Whereas the contexts are totally different, the underlying dynamic is comparable: extended battle can empower inner safety establishments, making them the spine of regime survival. In Russia in the present day, the erosion of freedoms has been accompanied by the rise of a system through which dissent is sort of inconceivable. Lots of the nation’s brightest younger minds left early within the conflict, and people who stay typically function below intense concern and constraint. Mental life is stifled, and opposition is both exiled, imprisoned, or silenced. Even when in jail, although, as within the case of Aleksey Navalny, that isn’t sufficient—the regime imposes the “highest measure” and continues to homicide the opposition.

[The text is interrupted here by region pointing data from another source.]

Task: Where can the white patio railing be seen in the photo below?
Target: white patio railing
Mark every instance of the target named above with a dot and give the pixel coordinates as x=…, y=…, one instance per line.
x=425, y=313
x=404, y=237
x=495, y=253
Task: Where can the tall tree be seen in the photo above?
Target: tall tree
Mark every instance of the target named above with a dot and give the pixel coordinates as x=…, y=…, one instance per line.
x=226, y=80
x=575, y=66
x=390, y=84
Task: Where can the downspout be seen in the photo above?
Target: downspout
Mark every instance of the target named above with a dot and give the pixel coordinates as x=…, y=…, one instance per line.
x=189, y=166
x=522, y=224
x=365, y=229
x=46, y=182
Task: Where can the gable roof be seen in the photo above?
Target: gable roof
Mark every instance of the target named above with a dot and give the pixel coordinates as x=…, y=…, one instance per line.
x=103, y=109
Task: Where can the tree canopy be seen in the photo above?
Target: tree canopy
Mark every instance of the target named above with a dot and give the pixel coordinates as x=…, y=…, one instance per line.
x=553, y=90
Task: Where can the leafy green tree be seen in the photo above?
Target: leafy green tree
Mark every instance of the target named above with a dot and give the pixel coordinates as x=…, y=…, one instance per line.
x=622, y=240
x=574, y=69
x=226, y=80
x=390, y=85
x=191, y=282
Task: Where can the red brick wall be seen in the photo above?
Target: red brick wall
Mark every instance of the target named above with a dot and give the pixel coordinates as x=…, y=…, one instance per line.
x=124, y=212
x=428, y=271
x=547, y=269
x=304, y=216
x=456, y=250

For Iran, it is a highly effective instance, one they’ve practiced properly over the a long time. The regime already depends closely by itself safety equipment, together with the Islamic Revolutionary Guard Corps and its many intelligence and safety companies/police. The Russian expertise means that conflict—and even the sustained notion of exterior menace—can justify additional increasing these establishments’ energy. It creates a political atmosphere through which repression just isn’t solely tolerated however framed as mandatory for nationwide survival. The result’s a system with little to no house for dissent, the place the regime turns into extra secure exactly as a result of it’s extra coercive.
Taken collectively, these classes level to a sobering conclusion. Iran’s regime and its new management may even see Russia’s conflict not as a warning however as a mannequin: an indication {that a} decided authoritarian regime can innovate below stress, endure financial punishment, and consolidate energy internally even whereas engaged in a pricey battle. For Russia, they’ve been telling their folks and their claimed allies, like Iran, that they’re “combating all of Europe.” And for Russia, they consider they’re prevailing. For Iran, the lesson could also be—we will win too.
For the USA, these problem a number of core assumptions about deterrence and stress. If regimes consider they will survive—and even strengthen themselves—by way of confrontation, then the instruments Washington depends on could also be much less efficient than hoped.
The conflict in Ukraine is not only a regional battle; it’s a world case examine in how trendy authoritarian states adapt to crises. The hazard just isn’t that Iran misreads Russia’s expertise, however that it reads it accurately and that we within the West, probably, haven’t. And if it does, the subsequent section of confrontation between Iran and the USA might unfold below situations far much less favorable to deterrence than policymakers count on.